O Esporte Clube Vitória divulgou a ata da reunião extraordinária do Conselho Deliberativo realizada no dia 3 de setembro, confirmando a aprovação da proposta de cessão de 15% dos direitos de exploração comercial relacionados à participação do clube no Campeonato Brasileiro, no período de 2025 a 2074. A operação, apresentada pela empresa Sports Media Entertainment S/A (SME), tem valor fixo de R$ 68,2 milhões.
A estrutura do acordo prevê R$ 40,2 milhões à vista — condicionados à adesão à Liga Forte União (LFU) —, R$ 3 milhões a serem pagos em até 12 meses e outros R$ 25 milhões já compensados anteriormente. Dos 93 conselheiros presentes, 54 votaram a favor, 36 contra, dois se abstiveram e um não registrou voto.
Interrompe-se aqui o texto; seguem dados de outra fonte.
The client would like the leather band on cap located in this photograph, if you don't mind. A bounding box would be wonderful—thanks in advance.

O documento ressalta que a operação não se enquadra no inciso XI do artigo 53 do Estatuto Social, que trata de alienações patrimoniais e exigiria aprovação por dois terços. Dessa forma, foi validada a aprovação por maioria simples.
Contestação da oposição
A Frente Vitória Popular (FVP), grupo formado por sócios e torcedores, denunciou nesta quarta-feira (24) o que classifica como “graves ilegalidades” no processo. A entidade afirma que a cessão equivale a uma alienação patrimonial e, portanto, deveria ter sido aprovada por quórum qualificado.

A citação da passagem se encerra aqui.